Die ZDDP Werte lassen auf ein "SM" schließen, wenns das dann schon gibt.

Das selbe mit Syn3 wäre sehr interessant. Wer fährt das aktuell?

@ viczenap

Ölkühler: will das Thema jetzt nicht zerreden, aber:

seit ich auf vollsynthetisch umgestellt habe, ist die Öltemperatur bei gleichen Bedingungen schlagartig um 10 Grad cel.

(20F) gefallen,( 07er Fat Boy, K&N und Big Radius inkl. Fuelpak)

Jetzt hab ich n Thundermax drauf mit Penzl  U-Kat , was für ne höhere Motortemp. in Frage Käme (Kat),

Öltemp. nochmals um 5 Grad cel. niedriger (10F) - liegt sicherlich am Gemisch ( 2,0 co gemessen beim Tüv, bei selbstregulierender AFR Einstellung des TM)

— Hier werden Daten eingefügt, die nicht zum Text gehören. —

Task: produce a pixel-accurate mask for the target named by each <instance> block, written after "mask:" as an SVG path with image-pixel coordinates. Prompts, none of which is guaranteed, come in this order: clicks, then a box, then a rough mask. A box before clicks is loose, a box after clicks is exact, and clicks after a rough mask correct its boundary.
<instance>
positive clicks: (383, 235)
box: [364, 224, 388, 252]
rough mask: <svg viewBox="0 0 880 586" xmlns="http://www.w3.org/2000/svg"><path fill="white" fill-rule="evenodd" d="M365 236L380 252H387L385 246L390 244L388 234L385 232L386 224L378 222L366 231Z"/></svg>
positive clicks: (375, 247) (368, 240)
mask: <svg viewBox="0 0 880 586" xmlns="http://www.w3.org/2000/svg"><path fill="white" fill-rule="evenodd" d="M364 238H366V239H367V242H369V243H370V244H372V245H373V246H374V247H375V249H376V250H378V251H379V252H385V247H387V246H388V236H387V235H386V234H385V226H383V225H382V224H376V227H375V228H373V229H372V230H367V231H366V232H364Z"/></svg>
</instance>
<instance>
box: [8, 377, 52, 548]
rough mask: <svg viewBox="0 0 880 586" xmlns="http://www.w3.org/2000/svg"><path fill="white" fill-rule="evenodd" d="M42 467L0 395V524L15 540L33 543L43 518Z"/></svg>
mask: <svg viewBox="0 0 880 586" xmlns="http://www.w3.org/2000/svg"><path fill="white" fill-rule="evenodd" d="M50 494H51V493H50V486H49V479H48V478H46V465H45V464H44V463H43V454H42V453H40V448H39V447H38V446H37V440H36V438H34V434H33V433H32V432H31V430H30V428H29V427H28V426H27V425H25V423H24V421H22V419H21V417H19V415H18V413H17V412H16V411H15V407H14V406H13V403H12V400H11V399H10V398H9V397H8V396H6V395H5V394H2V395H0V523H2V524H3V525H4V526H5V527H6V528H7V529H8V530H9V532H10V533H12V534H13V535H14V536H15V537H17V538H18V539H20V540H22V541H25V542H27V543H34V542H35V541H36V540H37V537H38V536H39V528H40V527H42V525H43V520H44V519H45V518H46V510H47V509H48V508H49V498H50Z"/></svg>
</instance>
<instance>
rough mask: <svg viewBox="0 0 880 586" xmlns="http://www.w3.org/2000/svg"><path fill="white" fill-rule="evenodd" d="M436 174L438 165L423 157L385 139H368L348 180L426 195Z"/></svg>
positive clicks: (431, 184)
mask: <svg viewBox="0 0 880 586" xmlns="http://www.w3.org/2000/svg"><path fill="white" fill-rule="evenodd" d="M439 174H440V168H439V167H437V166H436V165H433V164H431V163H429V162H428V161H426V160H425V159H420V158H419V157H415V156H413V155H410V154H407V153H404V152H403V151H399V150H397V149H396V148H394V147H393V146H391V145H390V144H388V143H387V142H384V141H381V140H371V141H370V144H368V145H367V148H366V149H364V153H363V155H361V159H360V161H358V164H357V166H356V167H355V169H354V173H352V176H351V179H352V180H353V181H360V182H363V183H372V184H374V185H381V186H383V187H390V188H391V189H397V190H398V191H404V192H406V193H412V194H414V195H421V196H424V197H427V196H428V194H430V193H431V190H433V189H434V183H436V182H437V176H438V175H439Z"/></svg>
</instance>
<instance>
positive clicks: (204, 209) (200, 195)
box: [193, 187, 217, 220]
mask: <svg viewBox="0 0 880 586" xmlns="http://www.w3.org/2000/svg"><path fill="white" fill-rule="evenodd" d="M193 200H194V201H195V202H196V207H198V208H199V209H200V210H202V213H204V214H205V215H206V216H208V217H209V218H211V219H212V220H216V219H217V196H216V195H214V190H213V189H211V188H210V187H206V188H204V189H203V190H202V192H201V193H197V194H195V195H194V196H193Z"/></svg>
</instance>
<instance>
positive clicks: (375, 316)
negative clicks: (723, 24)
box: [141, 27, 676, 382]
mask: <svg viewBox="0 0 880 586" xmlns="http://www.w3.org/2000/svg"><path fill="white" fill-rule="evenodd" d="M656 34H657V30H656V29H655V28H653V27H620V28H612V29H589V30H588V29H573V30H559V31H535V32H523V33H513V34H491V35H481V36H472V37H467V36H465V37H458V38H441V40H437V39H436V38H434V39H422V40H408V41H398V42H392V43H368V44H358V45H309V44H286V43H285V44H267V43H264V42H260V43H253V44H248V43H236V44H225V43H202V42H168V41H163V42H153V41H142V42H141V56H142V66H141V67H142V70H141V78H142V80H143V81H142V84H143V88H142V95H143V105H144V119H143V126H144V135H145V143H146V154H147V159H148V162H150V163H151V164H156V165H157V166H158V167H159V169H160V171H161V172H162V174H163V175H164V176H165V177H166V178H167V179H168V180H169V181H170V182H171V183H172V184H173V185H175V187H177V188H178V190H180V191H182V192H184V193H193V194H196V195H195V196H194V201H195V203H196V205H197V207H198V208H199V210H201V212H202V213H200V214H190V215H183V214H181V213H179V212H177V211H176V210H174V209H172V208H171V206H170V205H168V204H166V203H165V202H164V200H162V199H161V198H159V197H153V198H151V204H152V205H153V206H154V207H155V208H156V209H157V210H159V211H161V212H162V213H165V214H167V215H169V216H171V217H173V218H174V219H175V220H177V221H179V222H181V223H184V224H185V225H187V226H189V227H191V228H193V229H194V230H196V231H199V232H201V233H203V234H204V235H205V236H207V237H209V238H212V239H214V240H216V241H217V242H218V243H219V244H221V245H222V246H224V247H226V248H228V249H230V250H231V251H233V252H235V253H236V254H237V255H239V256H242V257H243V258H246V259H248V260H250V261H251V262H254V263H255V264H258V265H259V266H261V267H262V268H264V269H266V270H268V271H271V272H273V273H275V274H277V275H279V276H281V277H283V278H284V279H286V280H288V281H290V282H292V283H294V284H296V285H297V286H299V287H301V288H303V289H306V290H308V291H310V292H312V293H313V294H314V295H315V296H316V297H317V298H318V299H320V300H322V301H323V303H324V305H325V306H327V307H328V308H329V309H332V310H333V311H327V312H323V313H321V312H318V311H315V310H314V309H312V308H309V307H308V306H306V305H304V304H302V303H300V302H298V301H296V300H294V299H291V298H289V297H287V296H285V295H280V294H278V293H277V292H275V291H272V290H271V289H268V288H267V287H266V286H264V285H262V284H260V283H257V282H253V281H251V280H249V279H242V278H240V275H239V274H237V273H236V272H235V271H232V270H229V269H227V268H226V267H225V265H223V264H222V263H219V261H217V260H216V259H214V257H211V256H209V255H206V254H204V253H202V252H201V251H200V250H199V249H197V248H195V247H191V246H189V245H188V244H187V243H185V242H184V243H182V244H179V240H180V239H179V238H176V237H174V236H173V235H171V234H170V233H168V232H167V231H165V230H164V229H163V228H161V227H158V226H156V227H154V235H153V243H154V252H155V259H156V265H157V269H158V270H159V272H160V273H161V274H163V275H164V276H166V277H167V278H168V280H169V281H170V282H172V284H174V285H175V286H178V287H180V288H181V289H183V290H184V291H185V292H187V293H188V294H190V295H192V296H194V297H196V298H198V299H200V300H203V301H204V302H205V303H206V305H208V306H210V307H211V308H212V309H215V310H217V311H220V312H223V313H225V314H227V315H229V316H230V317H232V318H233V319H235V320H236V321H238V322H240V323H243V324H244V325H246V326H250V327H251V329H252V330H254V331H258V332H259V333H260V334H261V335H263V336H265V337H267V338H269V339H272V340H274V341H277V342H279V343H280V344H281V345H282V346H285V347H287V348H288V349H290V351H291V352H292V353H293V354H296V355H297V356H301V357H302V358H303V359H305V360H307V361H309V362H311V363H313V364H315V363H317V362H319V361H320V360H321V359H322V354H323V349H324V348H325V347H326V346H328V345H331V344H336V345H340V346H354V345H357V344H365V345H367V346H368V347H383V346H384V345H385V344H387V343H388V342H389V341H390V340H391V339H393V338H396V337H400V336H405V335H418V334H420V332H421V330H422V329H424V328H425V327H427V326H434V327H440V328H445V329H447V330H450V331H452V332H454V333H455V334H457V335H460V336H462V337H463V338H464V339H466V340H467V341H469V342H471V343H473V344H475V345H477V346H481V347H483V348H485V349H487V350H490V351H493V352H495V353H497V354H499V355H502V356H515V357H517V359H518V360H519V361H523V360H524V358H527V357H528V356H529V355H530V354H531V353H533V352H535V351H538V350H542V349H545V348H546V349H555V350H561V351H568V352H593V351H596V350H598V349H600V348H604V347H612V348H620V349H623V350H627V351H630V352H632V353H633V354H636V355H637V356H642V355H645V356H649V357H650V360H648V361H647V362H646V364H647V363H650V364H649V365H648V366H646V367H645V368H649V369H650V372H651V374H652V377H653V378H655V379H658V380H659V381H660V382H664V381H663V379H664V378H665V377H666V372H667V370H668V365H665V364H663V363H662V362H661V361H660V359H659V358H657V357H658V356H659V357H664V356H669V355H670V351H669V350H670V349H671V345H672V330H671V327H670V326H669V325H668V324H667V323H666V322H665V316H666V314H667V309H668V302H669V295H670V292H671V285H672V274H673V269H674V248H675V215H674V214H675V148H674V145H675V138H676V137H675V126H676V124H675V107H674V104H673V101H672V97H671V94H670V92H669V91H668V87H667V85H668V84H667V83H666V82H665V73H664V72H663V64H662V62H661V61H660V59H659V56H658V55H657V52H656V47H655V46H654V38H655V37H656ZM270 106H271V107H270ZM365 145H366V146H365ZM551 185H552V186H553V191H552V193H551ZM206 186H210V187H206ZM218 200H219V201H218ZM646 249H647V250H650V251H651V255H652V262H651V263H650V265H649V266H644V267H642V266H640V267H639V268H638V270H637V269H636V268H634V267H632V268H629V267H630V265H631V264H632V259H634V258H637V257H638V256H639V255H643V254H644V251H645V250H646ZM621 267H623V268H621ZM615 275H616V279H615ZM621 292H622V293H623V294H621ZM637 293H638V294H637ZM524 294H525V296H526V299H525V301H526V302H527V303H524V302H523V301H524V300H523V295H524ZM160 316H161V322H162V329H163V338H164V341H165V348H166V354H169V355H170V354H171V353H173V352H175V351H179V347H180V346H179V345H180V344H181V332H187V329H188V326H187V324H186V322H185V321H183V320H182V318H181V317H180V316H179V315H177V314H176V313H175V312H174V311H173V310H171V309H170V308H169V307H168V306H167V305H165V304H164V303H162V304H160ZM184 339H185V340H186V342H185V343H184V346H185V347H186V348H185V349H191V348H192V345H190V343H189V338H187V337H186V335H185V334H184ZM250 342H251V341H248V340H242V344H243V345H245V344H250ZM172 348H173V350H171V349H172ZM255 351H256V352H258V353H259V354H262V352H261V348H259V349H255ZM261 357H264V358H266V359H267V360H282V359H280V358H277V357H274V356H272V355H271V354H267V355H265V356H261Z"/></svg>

will sagen: ich komm bei 20 Grad Aussentemp. selbst bei langer Fahrt in der Stadt nicht über 220/225F,

Autobahn 120 - 130 kmh gehts auf 190-200F, immer im Öltank gemessen.

generell bin ich sehr für Ölküher, fahre auf meiner Kicker XT 600 von Anfang an Ölkühler,

aber bei meiner HD ist das mit der Konfiguration m. Ans. nicht notwendig.